When the scandal involving Catholic priests first made the headlines, my initial question was why. Was there something about priests which inclined them to be abusive? Was celibacy the problem? How could men dedicated to service of others betray their parishioners?
I waited for an explanation. None emerged. Shock, disbelief and outrage all understandably took center stage. Some people blamed the Catholic Church. Some tried to minimize the problem. Bishops covered it up by moving abusive priests like checkers on a board, hoping they could remain hidden.
Authors and reporters have thoroughly chronicled the effect on victims. The courts have demanded accountability through prison sentences for priests and financial penalties for the dioceses involved.

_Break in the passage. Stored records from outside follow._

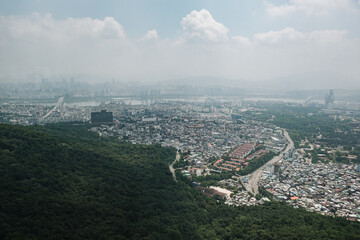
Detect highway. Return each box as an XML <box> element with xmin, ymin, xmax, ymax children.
<box><xmin>242</xmin><ymin>130</ymin><xmax>294</xmax><ymax>196</ymax></box>
<box><xmin>169</xmin><ymin>151</ymin><xmax>180</xmax><ymax>182</ymax></box>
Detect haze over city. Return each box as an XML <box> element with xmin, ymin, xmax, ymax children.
<box><xmin>0</xmin><ymin>0</ymin><xmax>360</xmax><ymax>89</ymax></box>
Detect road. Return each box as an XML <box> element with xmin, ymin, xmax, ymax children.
<box><xmin>40</xmin><ymin>97</ymin><xmax>64</xmax><ymax>122</ymax></box>
<box><xmin>169</xmin><ymin>151</ymin><xmax>180</xmax><ymax>182</ymax></box>
<box><xmin>245</xmin><ymin>130</ymin><xmax>294</xmax><ymax>196</ymax></box>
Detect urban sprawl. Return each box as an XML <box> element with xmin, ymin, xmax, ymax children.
<box><xmin>0</xmin><ymin>97</ymin><xmax>360</xmax><ymax>221</ymax></box>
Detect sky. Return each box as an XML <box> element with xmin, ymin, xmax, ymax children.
<box><xmin>0</xmin><ymin>0</ymin><xmax>360</xmax><ymax>81</ymax></box>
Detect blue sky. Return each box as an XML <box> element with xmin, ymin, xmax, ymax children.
<box><xmin>0</xmin><ymin>0</ymin><xmax>360</xmax><ymax>83</ymax></box>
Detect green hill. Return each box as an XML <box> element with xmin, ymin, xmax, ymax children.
<box><xmin>0</xmin><ymin>124</ymin><xmax>360</xmax><ymax>240</ymax></box>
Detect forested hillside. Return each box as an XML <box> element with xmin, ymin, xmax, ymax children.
<box><xmin>0</xmin><ymin>124</ymin><xmax>360</xmax><ymax>240</ymax></box>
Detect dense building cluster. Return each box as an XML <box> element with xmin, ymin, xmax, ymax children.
<box><xmin>262</xmin><ymin>157</ymin><xmax>360</xmax><ymax>220</ymax></box>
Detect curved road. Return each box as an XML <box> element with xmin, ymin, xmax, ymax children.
<box><xmin>169</xmin><ymin>151</ymin><xmax>180</xmax><ymax>182</ymax></box>
<box><xmin>246</xmin><ymin>129</ymin><xmax>294</xmax><ymax>196</ymax></box>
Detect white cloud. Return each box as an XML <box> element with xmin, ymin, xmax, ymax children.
<box><xmin>231</xmin><ymin>36</ymin><xmax>252</xmax><ymax>45</ymax></box>
<box><xmin>265</xmin><ymin>0</ymin><xmax>356</xmax><ymax>16</ymax></box>
<box><xmin>0</xmin><ymin>13</ymin><xmax>125</xmax><ymax>42</ymax></box>
<box><xmin>142</xmin><ymin>29</ymin><xmax>159</xmax><ymax>40</ymax></box>
<box><xmin>0</xmin><ymin>10</ymin><xmax>360</xmax><ymax>85</ymax></box>
<box><xmin>181</xmin><ymin>9</ymin><xmax>229</xmax><ymax>42</ymax></box>
<box><xmin>254</xmin><ymin>28</ymin><xmax>305</xmax><ymax>44</ymax></box>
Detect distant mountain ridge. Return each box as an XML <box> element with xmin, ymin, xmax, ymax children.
<box><xmin>166</xmin><ymin>72</ymin><xmax>360</xmax><ymax>91</ymax></box>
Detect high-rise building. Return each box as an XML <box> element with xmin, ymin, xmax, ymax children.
<box><xmin>325</xmin><ymin>89</ymin><xmax>334</xmax><ymax>107</ymax></box>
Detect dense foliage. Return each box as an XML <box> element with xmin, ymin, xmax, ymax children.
<box><xmin>0</xmin><ymin>124</ymin><xmax>360</xmax><ymax>239</ymax></box>
<box><xmin>247</xmin><ymin>104</ymin><xmax>360</xmax><ymax>152</ymax></box>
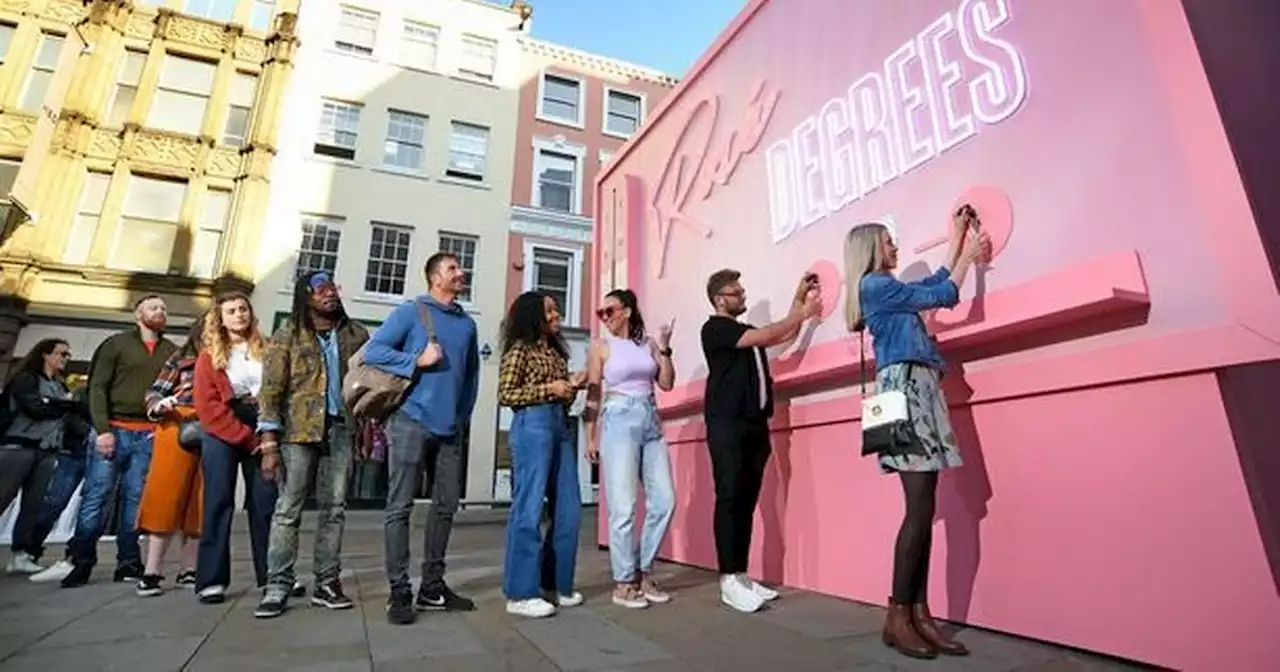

It seemed that this crisis suddenly emerged in the past few decades. But church documents chronicle attempts to correct this problem in the first few centuries. It’s not a new problem but a taboo topic as incest was before the 1970’s.
So now what? Pope Benedict has pronounced that he will prevent future abuse by priests without saying exactly how he and the church hierarchy will go about the task. One of my main concerns is that in our rush to end the problem we have not first stopped to understand it. Of course, discussion of sexual abuse is unpalatable. No one wants to imagine it could even happen. Yet it does. Although there might be fewer cases lately, priest sexual abuse still shows up in the news on a regular basis.
Where do we start? The John Jay Commission has taken an overview of the problem. Now it is time to look more closely at the contributing factors. What inclines people to abuse others, particularly children and adolescents? What is there about our culture which encourages sexual abuse? Is there something about the structure of the church which encourages priests to become abusive or attracts potential abusers to the priesthood? What role does the expectation of celibacy play? Research and speculation have explored all of these issues or at least begun the search for understanding.
The mind of the abusive priest is one resource which has been studiously overlooked. Of course it would be uncomfortable to get into their minds. It would be like wallowing in a cesspool. But maybe that’s where some good clues to this problem might emerge.
In researching material for my novel, The Pastor’s Inferno, I was able to find only one study of the minds of molesters, Unspeakable Acts: Why Men Sexually Abuse Children by Douglas Pryor. I found no studies of the inner workings of abusive priests. Maybe it is time we as a society open this chapter.
Life Lab Lessons
1.Is there something in your past life which shames you?
2.What led you to act this way?
3.Did you try to stop yourself?
4.What kept you from controlling yourself?
5.What have you done to get back on the right path?